Well over 100 German cities and towns of varying size and military-industrial significance were badly damaged if not more or less wholly destroyed during the course of the Western Allies’ strategic bombing offensive. And yet, even before the war concluded, Dresden’s fate already was garnering an international reputation as being somehow altogether different. Early reports in some quarters of the neutral international press, misguided by specious information disseminated by the Nazis, spoke of the Dresden death toll possibly reaching as many as 400,000 victims. Behind closed doors, even Winston Churchill, one of Bomber Command’s staunchest political advocates at earlier stages of the war, raised concerns. By way of a confidential minute dated 28 March 1945, the British prime minister and war leader informed his Chiefs of Staff Committee that he believed the moment finally had arrived to reconsider the ‘bombing of German cities simply for the sake of increasing the terror, though under other pretexts… [or] otherwise we shall come into control of an utterly ruined land.’ Requesting that Bomber Command’s attention be shifted from population centres to military objectives, Churchill argued that it was now better to focus on oil and communications immediately behind the frontlines ‘rather than on mere acts of terror and wanton destruction, however impressive.’ He mentioned only one attack specifically, exclaiming: ‘The destruction of Dresden remains a serious query against the conduct of Allied bombing.’ Even before VE-Day, the Dresden raid was being identified as one of the most controversial episodes of the entire war. Why?

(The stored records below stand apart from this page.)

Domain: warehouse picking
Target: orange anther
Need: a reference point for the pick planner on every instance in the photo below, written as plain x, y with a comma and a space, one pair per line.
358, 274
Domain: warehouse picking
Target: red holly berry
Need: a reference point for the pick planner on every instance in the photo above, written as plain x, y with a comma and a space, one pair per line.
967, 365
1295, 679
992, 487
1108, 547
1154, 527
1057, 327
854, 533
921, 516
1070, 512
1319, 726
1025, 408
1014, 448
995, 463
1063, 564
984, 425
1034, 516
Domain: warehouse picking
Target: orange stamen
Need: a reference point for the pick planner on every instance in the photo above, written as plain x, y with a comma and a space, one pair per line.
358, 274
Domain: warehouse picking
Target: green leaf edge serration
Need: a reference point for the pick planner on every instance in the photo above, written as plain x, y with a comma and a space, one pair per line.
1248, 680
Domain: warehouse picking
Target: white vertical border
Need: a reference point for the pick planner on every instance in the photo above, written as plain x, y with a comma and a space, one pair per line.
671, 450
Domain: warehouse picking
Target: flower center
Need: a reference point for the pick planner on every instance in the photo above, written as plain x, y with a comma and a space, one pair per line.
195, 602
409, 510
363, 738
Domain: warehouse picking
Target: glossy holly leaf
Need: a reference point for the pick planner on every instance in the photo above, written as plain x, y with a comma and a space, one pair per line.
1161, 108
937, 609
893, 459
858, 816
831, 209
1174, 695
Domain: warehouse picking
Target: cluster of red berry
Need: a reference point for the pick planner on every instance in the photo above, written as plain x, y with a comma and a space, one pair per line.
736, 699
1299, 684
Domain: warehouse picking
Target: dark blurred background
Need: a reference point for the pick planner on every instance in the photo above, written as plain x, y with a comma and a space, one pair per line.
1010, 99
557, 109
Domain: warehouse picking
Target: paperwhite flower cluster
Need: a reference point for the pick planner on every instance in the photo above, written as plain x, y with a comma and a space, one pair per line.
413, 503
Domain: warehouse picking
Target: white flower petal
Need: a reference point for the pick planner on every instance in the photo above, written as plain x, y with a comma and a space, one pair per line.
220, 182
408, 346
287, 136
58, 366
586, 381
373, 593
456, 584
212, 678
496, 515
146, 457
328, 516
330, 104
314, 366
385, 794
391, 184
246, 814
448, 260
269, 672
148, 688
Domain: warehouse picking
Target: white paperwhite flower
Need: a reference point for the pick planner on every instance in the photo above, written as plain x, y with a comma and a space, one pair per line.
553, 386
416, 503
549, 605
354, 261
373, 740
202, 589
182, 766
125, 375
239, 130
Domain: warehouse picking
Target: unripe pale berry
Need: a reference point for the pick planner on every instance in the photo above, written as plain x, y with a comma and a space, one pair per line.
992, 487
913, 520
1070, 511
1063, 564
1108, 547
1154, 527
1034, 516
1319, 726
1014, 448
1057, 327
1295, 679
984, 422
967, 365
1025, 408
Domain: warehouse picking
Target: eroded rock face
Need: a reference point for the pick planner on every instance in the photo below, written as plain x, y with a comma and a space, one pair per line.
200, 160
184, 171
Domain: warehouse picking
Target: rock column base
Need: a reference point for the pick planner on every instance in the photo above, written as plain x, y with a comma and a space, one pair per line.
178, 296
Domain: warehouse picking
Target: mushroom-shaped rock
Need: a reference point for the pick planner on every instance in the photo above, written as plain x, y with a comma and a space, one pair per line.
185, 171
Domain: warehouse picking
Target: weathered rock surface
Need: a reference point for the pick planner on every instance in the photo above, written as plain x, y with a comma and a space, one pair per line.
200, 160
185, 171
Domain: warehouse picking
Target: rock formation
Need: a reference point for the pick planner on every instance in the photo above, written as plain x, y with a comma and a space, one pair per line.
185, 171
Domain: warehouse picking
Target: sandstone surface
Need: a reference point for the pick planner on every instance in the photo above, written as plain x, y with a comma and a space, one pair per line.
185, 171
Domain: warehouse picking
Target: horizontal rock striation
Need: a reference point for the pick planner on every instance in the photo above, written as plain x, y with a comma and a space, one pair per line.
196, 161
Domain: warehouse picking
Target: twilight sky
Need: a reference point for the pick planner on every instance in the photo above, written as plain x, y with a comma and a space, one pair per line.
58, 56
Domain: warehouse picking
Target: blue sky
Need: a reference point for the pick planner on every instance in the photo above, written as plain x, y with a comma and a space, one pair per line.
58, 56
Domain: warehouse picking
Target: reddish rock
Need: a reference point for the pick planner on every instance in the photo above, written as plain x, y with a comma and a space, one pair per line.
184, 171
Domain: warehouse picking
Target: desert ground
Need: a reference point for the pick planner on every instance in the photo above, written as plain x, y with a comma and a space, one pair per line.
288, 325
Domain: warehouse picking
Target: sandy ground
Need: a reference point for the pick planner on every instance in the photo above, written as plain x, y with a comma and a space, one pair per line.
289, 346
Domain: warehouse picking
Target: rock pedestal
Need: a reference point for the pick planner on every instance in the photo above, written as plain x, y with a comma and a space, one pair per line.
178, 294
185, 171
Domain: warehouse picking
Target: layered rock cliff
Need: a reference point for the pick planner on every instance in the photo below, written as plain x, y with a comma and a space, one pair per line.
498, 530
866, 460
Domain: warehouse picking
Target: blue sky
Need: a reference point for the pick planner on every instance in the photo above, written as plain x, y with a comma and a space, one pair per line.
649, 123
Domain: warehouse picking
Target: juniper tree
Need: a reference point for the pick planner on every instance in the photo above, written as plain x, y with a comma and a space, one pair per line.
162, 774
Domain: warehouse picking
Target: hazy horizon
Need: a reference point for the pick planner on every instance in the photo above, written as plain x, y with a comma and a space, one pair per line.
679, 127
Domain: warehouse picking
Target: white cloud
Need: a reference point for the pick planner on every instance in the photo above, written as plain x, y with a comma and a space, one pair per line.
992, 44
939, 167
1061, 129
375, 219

Five interlocking factors account for why the Dresden firebombing often has been divorced from the rest of the civil death and destruction wrought by the Western Allies’ strategic bombing offensive, and has been widely recognized as an especially tragic event that somehow transcends all other German wartime loss and suffering: first, the prewar international appreciation for Dresden as a refined city of high culture (Kulturstadt); second, the Allies’ motivations and the decision-making process leading up to the attack remain cloaked in mystery; third, the lateness of the raid on a hitherto virtually ignored city combined with the unmistakably civic target area raise serious questions about the operation’s military-strategic justification; fourth, the devastating effectiveness of the bombing raid and subsequent firestorm; and, finally, the unconfirmed but certainly high death toll.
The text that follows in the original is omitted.